The Virginia congressmen’s alternative plan would set up an Article III court, that is, a civilian court in which a civilian judge would be sent down from the United States to oversee individual trials of all of the detainees currently considered eligible for the court system.
“I think that might be one way of bridging the current gap ... I don’t think that’s the ultimate or optimal solution, but it would move us a step in the right direction,” Connolly said. “Indefinite detention is not a principle of American jurisprudence. A fair trial and a speedy trial is part of the American tradition and is nothing we need to be afraid of in our own tradition. We either have confidence in our system of juries or we don’t.”
Moran, who orchestrated the trip to Guantánamo, said the decision to consider such legislation came after many failed attempts on his part to pass amendments in Congress that would lift the restrictions currently keeping detainees from being moved to the U.S.
“I’ve been trying to get amendments passed to the appropriations bills and the defense authorization bill to close it down, and it’s just not going to happen. If I’m lucky I get 175 votes with me,” Moran told The Daily Beast.
Believing that the detainees deserved some type of trial instead of the indeterminate limbo many of them have faced for more than a decade, Moran has now given up on the possibility of moving the detainees to the United States and is favoring travel in the other direction.
“If we aren’t going to close it down, I think we have to find a way to deal with the prison population—and I think the best way would be to try them under civilian law,” Moran continued. “It’s the best of the worst alternatives.”
Congressional resistance to bringing the remaining detainees to the United States is backed by most conservative members and some liberals. The arguments stem from two directions. First, there is a firm resolve to keep Guantánamo open because of the supposed benefits it offers. Second, there is the fear of what might happen if the enemy combatants were brought to the country they so passionately fought to harm.
“If you were to bring some of these people to the U.S., that would be very, very dangerous,” Wolf told The Daily Beast. “I do not favor closing down Guantánamo and moving them to the U.S. And if you look at the recidivism rate, it’s anywhere between 20 and 30 percent, and that’s a tricky number.”
But the new idea hatched during last Friday’s trip even has the sole Republican’s support.
“I think you could have an Article III court sit in at Guantánamo. Again, I do not want to bring these people to the United States, but it may be a compromise,” Wolf said. “It’s not asking a judge too much to go down and serve in Guantánamo Bay. It may be better—they move faster—it may be more organized. Military commissions for various reasons have not been very successful.”

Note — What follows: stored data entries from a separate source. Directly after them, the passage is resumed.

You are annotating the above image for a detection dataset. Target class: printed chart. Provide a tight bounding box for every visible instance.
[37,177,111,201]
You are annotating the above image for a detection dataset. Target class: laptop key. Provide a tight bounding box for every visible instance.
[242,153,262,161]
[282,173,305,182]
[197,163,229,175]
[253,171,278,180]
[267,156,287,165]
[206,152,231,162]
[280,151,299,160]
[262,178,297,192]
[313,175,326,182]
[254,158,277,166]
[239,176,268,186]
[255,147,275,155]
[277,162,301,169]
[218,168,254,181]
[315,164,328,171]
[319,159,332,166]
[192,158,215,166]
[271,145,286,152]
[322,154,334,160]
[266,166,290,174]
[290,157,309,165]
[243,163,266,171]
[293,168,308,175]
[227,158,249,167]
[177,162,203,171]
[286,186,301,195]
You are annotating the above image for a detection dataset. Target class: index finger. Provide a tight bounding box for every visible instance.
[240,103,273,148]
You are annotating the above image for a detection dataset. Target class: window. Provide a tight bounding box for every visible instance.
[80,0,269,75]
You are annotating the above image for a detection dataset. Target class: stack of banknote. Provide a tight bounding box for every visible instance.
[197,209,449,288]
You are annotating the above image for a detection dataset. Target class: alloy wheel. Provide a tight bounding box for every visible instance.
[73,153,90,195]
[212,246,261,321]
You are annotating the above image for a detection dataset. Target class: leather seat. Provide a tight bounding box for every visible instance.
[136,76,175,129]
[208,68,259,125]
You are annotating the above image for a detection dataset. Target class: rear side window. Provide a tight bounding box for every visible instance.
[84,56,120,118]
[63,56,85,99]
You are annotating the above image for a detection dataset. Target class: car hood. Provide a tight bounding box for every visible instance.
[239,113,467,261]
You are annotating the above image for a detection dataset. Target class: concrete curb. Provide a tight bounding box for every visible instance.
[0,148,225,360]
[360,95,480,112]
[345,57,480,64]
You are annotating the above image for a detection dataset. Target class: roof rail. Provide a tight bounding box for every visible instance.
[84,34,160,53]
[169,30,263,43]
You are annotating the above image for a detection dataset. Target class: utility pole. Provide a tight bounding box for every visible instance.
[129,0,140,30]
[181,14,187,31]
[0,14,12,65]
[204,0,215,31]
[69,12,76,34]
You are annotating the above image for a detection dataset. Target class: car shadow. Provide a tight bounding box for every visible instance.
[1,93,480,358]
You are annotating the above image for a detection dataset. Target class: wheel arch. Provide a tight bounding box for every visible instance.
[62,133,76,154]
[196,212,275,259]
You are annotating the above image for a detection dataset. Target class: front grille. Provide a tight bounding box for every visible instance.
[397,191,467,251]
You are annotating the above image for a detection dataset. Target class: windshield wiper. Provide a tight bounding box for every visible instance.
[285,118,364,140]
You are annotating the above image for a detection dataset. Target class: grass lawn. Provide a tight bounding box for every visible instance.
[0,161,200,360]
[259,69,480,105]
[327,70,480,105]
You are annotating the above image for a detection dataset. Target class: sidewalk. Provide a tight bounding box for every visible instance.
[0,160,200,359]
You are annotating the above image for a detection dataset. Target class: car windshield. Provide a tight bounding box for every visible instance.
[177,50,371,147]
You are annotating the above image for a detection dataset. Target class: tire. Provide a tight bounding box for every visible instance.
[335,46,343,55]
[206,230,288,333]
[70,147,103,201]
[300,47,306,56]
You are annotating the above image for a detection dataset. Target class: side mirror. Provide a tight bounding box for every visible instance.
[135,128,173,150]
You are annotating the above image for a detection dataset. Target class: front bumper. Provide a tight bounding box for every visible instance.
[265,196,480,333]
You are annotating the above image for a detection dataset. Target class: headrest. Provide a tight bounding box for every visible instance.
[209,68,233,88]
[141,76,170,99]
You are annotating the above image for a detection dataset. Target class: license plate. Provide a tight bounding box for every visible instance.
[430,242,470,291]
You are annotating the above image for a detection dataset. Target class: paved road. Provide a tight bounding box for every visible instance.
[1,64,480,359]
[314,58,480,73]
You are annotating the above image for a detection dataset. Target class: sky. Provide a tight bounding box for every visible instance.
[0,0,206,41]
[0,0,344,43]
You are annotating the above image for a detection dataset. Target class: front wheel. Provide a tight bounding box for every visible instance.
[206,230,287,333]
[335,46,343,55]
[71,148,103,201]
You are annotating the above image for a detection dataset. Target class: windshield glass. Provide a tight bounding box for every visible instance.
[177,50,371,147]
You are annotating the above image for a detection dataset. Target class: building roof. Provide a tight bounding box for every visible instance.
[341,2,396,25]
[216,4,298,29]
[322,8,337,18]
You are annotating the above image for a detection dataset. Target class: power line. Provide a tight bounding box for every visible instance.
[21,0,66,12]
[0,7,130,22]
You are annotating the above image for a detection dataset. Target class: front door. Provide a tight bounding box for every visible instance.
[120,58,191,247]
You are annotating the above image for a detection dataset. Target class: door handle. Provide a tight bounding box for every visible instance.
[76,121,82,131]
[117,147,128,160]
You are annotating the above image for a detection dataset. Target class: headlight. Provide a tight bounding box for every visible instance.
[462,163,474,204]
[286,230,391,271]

The congressmen are still in talks with their teams about how to craft such a bill. Wolf says it’s unlikely anything will be done before the August recess.
On Friday the White House announced that two Guantánamo prisoners will be transferred to Algeria. The State Department and its newly appointed special envoy to the Office for Guantánamo Closure, Clifford Sloan, will continue to face an uphill battle transferring detainees, as the majority of those who are left are considered the hardest cases. Many argue that the remaining detainees cannot return to their home countries because they face threats of torture, or the countries do not have adequate prison facilities for them.